Mocking External Services with pytest-mock
Using pytest-mock, we can mock database connections and queries to make tests predictable and independent of external factors. Let’s rewrite the test to mock the PostgreSQL database connection using the pytest mocker fixture:
# %%writefile test_postgres.py
import psycopg2
def fetch_user_from_db(user_id):
conn = psycopg2.connect(
dbname="testdb", user="testuser", password="password", host="localhost"
)
cur = conn.cursor()
cur.execute("SELECT * FROM users WHERE id = %s;", (user_id,))
result = cur.fetchone()
cur.close()
conn.close()
return result
def test_fetch_user_from_db_with_mock(mocker):
# Mock psycopg2.connect using pytest mocker.patch
mock_conn = mocker.patch("psycopg2.connect", autospec=True)
mock_cursor = mock_conn.return_value.cursor.return_value
mock_cursor.fetchone.return_value = (1, "John Doe")
# Call the function
user = fetch_user_from_db(1)
# Assertions
mock_conn.assert_called_once()
mock_cursor.execute.assert_called_once_with(
"SELECT * FROM users WHERE id = %s;", (1,)
)
assert user == (1, "John Doe")
Here’s how it works:
mocker.patch
: Replacespsycopg2.connect
with a mock object, preventing any real database interaction. This is an example of python mocker patch in action, demonstrating how to use pytest patch object for mocking.mock_cursor.fetchone.return_value
: Defines a simulated return value for the database query, showcasing how to set up mock objects and their attributes.- Assertions: Verifies that the mocked connection and cursor are used correctly and the query is executed with the expected parameters. These assert statements are crucial for effective unit testing and test efficiency.
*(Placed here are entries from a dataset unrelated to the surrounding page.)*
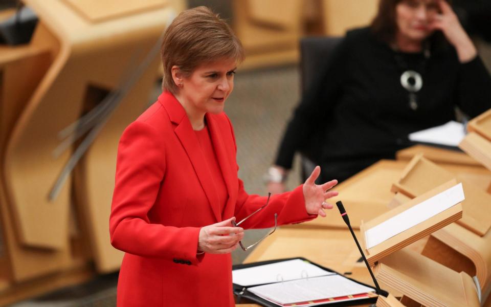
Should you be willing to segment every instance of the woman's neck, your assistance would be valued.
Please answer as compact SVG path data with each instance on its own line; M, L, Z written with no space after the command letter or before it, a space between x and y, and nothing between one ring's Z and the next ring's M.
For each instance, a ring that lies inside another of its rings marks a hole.
M420 40L410 39L400 33L396 35L395 43L397 49L403 52L420 52L422 48Z
M193 127L193 130L201 130L205 127L205 114L204 112L200 112L196 110L193 106L189 103L187 103L186 100L182 97L181 97L178 94L175 95L175 98L179 101L181 105L184 108L186 114L191 122L191 125Z

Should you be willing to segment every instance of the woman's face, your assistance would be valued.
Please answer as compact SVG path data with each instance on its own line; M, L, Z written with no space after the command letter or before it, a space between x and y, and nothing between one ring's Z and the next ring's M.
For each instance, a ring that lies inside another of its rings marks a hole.
M403 0L395 7L397 34L422 41L431 34L428 25L438 13L436 0Z
M218 60L198 66L184 77L177 94L186 104L186 110L200 116L223 111L225 100L234 89L236 64L234 59Z

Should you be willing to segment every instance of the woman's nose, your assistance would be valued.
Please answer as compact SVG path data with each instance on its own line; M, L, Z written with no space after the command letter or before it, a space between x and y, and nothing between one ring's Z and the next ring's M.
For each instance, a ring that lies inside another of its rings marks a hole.
M228 92L230 89L230 85L229 84L229 81L226 79L222 79L218 84L217 86L218 90L224 92Z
Running this test produces a controlled and deterministic output:
- The test passes without requiring a real PostgreSQL database.
- There is no dependency on external configurations or data, ensuring test isolation.
Use Cases for pytest-mock
The pytest-mock library is versatile and can be used in various scenarios to mock external systems in Python data science projects:
Mocking External APIs
For applications that interact with web APIs, pytest-mock can mock requests to ensure consistent responses:
import requests
def fetch_weather(city):
response = requests.get(f"http://api.weather.com/{city}")
return response.json()
def test_fetch_weather(mocker):
mock_get = mocker.patch("requests.get")
mock_get.return_value.json.return_value = {"city": "Paris", "temperature": 25}
weather = fetch_weather("Paris")
mock_get.assert_called_once_with("http://api.weather.com/Paris")
assert weather == {"city": "Paris", "temperature": 25}
Mocking File Operations
When working with file-based data, pytest-mock can simulate file read/write operations for testing:
def read_data(file_path):
with open(file_path, "r") as file:
return file.read()
def test_read_data(mocker):
mock_open = mocker.patch("builtins.open", mocker.mock_open(read_data="test_data"))
data = read_data("dummy.txt")
mock_open.assert_called_once_with("dummy.txt", "r")
assert data == "test_data"
Conclusion
pytest-mock is a powerful tool for simplifying and standardizing tests that involve external dependencies in Python. By mocking these dependencies, you can ensure that your tests are reliable, fast, and easy to debug. Whether you’re working with databases, APIs, or file systems, pytest-mock provides the utilities to make testing seamless and predictable.